El punto de partida tiene sus luces. Colombia cerró el 2025 con una pobreza multidimensional del 9,9% según el DANE. Es el nivel más bajo desde que existe esa medición y significó que cerca de 793.000 personas salieron de esa condición en un solo año. Eso no es menor. Pero el mismo DANE reporta que en Chocó el 67,4% de la población vive en pobreza monetaria y en La Guajira el 65,7%. Los promedios nacionales tienen esa trampa: esconden que en Colombia el código postal de nacimiento todavía decide en buena medida el futuro al que se puede llegar.
En materia de desigualdad el panorama es igualmente exigente. El coeficiente de Gini cerró en 0,551 en 2024 según el DANE. El Informe de Desarrollo Humano 2025 del PNUD ubicó a Colombia como el tercer país más desigual del planeta detrás de Sudáfrica y Namibia. No es un detalle técnico. Es la señal de que el crecimiento económico ha avanzado sin repartirse como debería entre quienes menos tienen.

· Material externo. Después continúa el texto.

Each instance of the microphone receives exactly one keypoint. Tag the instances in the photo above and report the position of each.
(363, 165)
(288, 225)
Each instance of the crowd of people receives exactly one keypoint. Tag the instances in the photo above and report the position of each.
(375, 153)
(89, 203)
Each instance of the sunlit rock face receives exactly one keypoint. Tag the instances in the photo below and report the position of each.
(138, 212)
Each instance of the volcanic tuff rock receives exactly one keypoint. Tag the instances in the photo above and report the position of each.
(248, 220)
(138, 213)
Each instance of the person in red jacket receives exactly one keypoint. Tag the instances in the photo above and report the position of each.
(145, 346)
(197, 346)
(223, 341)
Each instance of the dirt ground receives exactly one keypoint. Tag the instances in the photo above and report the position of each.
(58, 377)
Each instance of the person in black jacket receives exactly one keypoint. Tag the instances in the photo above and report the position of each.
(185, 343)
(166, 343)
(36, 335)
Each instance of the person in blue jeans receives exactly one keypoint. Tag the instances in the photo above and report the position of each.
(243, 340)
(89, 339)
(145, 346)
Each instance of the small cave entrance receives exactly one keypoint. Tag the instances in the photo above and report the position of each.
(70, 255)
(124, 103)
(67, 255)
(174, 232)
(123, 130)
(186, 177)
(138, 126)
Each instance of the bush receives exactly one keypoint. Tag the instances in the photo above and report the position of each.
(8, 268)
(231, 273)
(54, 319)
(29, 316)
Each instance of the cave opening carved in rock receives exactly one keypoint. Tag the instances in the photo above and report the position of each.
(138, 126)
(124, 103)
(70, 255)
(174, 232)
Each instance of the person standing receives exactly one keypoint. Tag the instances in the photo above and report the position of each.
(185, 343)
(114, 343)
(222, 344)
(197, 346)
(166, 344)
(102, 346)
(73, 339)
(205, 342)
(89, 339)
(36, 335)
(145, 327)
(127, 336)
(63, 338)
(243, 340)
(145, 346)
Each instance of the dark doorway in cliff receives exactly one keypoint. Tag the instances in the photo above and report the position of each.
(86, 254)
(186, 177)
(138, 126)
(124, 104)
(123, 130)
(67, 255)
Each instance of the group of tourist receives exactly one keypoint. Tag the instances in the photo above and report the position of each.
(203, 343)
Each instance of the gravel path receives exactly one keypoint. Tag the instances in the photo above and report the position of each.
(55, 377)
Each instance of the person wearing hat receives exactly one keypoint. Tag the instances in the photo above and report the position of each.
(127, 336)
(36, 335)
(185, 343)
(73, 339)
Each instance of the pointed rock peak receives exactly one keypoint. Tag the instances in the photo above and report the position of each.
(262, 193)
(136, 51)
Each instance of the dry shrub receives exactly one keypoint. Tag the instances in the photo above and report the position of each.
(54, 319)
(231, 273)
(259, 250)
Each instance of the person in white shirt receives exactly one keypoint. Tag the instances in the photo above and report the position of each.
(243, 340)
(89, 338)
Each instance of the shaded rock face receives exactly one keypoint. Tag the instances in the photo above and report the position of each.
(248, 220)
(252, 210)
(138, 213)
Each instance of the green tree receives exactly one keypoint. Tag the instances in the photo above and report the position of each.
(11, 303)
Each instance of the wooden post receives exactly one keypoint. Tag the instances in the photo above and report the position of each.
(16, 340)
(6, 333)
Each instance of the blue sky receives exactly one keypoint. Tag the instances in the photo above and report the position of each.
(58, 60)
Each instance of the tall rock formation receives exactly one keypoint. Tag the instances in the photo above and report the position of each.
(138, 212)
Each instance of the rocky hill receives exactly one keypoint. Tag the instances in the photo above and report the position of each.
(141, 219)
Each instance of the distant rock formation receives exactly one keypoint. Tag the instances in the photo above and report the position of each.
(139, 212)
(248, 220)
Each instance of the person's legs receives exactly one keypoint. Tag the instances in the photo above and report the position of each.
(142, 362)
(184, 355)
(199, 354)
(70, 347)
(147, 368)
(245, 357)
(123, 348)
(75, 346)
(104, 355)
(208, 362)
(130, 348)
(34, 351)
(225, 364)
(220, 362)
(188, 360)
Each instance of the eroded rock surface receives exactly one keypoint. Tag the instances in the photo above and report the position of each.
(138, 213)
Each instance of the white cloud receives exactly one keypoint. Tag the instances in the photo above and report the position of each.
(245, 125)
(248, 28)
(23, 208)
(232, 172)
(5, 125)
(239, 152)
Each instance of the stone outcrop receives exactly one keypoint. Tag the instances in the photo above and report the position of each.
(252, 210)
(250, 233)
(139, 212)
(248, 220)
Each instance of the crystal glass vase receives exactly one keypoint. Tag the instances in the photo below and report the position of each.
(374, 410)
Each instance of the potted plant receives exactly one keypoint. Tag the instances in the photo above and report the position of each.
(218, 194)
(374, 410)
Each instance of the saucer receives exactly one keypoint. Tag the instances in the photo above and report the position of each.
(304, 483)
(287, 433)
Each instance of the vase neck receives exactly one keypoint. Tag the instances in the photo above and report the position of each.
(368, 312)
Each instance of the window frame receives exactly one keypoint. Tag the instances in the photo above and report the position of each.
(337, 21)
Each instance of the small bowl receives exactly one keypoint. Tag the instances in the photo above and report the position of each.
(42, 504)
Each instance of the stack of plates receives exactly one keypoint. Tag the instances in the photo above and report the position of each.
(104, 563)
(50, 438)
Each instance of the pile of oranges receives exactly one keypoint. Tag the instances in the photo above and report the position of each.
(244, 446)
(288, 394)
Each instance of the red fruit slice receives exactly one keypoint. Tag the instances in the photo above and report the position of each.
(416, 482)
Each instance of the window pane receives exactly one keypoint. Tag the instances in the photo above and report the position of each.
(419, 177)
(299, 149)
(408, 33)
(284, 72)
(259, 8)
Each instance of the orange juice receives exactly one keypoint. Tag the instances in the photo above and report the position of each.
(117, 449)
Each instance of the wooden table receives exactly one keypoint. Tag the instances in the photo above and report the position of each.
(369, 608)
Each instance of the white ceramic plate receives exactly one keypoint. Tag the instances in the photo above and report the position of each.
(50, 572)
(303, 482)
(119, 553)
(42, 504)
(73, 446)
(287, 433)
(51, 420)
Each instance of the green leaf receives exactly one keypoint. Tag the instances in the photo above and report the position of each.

En el empleo la situación tampoco da tregua. La informalidad laboral cerró 2025 en 55,7% según la Gran Encuesta Integrada de Hogares del DANE y prácticamente no se movió frente al año anterior. En zonas rurales ese número llega al 83,5%. En ciudades como Sincelejo la informalidad alcanza el 68,5% lo que significa que casi siete de cada diez trabajadores no tienen pensión ni seguridad social ni estabilidad. Eso no es una estadística abstracta. Es la señal de que más de la mitad de los colombianos que trabajan lo hacen sin red de protección y que el sistema no ha logrado conectar el mundo del trabajo con el de los derechos.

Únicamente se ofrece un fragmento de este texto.